BANGUI: The Central African Republic holds presidential, legislative, regional, and local elections on Sunday.
This vote caps a period of relative calm following years of instability and civil war.
Since independence from France in 1960, the country has endured coups, authoritarian regimes, and conflict.
Fighting since 2013 has claimed thousands of lives and displaced nearly a quarter of the population.
French troops under a UN mandate helped secure main cities from 2014, with later support from Russia’s Wagner Group and Rwanda.
A 2019 peace agreement brought more stability ahead of the polls.
Violence persists in the east near Sudan and in the northwest, with the country sheltering over 31,000 Sudanese refugees.
Ethnic clashes between Fulani herders and farmers also occur regularly in the southeast.
Successive conflicts have stalled economic development despite vast mineral wealth.
Poor infrastructure, high fuel costs, and a lack of skilled labour deter investors.
The country struggles to feed its population despite having 15 million hectares of farmland.
The World Food Programme says 31% of the population is severely food insecure.
More than 68% live below the poverty line, ranking the country 191 out of 193 on the UN Development Index.
Foreign businesses from China, France, Rwanda, Russia, and the US exploit resources like wood, gold, lithium, and uranium.
The government revised its mining code and permit process, resuming diamond exports in 2024.
France’s Orano holds the sole uranium mining permit.
Russia’s Wagner Group gained major gold mining and forestry concessions after deploying in 2017.
The country is now Wagner’s last bastion after its withdrawal from Mali.

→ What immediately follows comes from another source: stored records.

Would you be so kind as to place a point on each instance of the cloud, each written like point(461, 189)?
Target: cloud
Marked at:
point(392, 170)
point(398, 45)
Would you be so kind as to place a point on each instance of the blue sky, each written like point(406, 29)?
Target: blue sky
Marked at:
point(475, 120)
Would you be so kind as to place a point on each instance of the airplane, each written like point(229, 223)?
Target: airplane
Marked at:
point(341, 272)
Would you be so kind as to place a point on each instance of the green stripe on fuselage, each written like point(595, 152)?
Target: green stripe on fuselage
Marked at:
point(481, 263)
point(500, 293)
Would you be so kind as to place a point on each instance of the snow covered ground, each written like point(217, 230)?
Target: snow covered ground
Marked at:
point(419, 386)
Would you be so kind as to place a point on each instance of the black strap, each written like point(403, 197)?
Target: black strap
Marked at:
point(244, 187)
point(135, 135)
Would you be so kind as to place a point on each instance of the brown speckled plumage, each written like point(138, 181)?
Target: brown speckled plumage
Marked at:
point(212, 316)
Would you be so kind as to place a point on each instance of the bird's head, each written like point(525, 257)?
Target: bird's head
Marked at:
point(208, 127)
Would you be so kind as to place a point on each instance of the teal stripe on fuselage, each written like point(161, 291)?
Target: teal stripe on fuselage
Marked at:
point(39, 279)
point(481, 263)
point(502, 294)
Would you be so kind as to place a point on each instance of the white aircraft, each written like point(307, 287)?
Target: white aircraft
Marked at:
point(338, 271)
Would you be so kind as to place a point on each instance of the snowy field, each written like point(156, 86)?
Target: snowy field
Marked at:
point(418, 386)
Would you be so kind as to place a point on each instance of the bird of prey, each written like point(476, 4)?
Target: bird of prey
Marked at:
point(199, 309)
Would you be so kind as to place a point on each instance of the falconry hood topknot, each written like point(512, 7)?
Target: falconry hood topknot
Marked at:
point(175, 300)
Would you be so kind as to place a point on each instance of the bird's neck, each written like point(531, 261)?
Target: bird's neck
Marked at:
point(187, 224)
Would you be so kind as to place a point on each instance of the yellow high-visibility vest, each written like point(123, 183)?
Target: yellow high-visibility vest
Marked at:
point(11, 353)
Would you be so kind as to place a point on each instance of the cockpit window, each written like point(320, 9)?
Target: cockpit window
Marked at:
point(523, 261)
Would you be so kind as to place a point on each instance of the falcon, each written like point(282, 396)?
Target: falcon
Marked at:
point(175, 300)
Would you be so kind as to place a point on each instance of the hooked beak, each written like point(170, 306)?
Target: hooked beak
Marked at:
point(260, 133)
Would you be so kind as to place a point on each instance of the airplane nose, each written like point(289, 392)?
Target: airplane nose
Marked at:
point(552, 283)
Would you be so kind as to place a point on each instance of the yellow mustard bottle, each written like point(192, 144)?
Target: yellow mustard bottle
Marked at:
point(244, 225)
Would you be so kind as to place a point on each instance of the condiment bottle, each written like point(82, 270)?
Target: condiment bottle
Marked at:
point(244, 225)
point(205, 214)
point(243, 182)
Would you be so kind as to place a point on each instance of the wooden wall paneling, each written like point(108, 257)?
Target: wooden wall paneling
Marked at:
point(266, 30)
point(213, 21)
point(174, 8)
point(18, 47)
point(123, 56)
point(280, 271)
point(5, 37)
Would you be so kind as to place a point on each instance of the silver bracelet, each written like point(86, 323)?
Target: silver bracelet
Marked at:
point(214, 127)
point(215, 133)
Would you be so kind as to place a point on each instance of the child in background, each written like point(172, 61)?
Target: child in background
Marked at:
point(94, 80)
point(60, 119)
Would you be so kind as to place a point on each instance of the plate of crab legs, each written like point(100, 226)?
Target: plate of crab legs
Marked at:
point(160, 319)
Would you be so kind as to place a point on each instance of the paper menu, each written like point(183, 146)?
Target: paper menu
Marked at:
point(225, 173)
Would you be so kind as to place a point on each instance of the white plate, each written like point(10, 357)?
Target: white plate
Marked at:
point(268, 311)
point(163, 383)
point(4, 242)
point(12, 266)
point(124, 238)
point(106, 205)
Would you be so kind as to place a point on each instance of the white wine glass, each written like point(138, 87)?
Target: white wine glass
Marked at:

President Faustin-Archange Touadera invited the group to help fight rebels and train troops.
An estimated 1,500 to 2,000 Wagner fighters remain in the country.
Since Yevgeny Prigozhin’s 2023 death, Moscow has pressured Bangui to replace Wagner with the Africa Corps.
In 2022, the country became the world’s second to adopt bitcoin as legal tender.
Authorities promoted it as a tool to modernise the economy and fund infrastructure.
Central banks warn of difficulties tracing transactions and high risks of fraud and money laundering.
They also fear international criminal networks could gain control of national resources.